Response: This is a very important suggestion as we agree that defining the biochemical basis for the nmMLCK–Kindlin-2 interaction is crucial. While a full structural characterization of the interface is beyond the scope of this study, we have now added a discussion (Lines 423-436) in the reviswed manuscript that addresses how Y1410 nitration likely disrupts this binding. Kindlin-2 typically interacts with proteins via its Ferm domain (specifically the F1 or F3 subdomains). Tyrosine nitration adds a bulky, electronegative nitro group to the phenolic ring. We hypothesize that Y1410 is either part of a critical hydrophobic binding pocket or that the added negative charge and steric bulk of the nitro group electrostatically repel the Kindlin-2 binding interface, thereby preventing the recruitment of Kindlin-2 to the nmMLCK complex. While the precise binding interface between nmMLCK and Kindlin-2 remains to be crystallographically defined, our results suggest that the Y1410 residue is a critical determinant of this interaction. Kindlin-2 is known to utilize its tripartite FERM domain (subdivided into F1, F2, and F3) to scaffold signaling proteins at the cell membrane. It is highly probable that Y1410 resides within a hydrophobic pocket of the Kindlin-2 F3 subdomain, a common site for integrin-associated protein binding. The addition of a nitro group at the Y1410 position introduces both steric bulk and a significant increase in electronegativity. Such modifications are known to disrupt protein-protein interfaces through electrostatic repulsion or by physically preventing the close apposition of binding surfaces, thereby explaining the loss of nmMLCK–Kindlin-2 association observed in our study.

 

9. The authors appropriately acknowledge the lack of patient data as a limitation. Nevertheless, a brief discussion referencing existing evidence of protein nitration in human ARDS or sepsis samples would help contextualize the translational relevance of nmMLCK nitration.
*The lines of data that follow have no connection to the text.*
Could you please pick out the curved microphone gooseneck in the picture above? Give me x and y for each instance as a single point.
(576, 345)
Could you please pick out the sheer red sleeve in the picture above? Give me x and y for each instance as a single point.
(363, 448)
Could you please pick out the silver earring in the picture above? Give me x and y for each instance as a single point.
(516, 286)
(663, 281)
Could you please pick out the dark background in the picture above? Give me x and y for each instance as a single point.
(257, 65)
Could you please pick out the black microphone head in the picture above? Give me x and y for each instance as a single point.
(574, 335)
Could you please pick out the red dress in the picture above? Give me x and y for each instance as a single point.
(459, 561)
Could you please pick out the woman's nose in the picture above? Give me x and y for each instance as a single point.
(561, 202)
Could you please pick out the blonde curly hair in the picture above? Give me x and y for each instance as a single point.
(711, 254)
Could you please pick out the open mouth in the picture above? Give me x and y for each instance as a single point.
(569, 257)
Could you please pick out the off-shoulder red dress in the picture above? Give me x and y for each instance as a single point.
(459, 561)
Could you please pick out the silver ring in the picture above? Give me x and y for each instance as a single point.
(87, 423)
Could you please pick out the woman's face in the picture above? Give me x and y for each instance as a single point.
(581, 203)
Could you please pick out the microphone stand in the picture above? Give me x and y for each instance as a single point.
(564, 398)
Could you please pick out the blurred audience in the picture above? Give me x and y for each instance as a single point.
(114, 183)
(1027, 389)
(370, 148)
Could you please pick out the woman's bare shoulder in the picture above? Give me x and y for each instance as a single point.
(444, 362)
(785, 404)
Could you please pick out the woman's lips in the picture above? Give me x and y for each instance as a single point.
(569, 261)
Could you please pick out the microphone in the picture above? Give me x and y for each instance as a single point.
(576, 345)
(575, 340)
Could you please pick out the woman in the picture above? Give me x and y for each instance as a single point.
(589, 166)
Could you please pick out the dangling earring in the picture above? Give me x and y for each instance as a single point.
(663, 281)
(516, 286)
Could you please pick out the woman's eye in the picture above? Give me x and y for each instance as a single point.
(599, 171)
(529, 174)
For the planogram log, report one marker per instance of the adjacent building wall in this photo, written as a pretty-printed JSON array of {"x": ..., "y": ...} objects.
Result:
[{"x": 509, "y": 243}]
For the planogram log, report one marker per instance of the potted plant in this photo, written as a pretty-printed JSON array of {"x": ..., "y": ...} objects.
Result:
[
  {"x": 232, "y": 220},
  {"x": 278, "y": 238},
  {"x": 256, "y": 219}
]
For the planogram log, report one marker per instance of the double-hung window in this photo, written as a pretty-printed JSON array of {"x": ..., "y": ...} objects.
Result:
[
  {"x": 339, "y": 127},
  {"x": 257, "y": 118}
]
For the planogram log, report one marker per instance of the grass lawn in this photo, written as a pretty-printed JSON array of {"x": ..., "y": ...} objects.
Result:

Response: We thank the reviewer for this suggestion to strengthen the translational context of our work. While patient samples were not directly analyzed in this study, there is substantial clinical evidence of increased protein nitration in the lungs and plasma of patients with ARDS and sepsis. We have now added a paragraph to the Discussion (Lines 434-441) with citation of studies that have identified elevated 3-nitrotyrosine levels in human bronchoalveolar lavage fluid (BALF) and lung tissues,findings supporting the clinical relevance of our proposed nmMLCK nitration mechanism.

Round 2

Reviewer 1 Report

Comments and Suggestions for Authors

Thanks for revision.

Reviewer 2 Report

Comments and Suggestions for Authors

The authors have addressed my comments.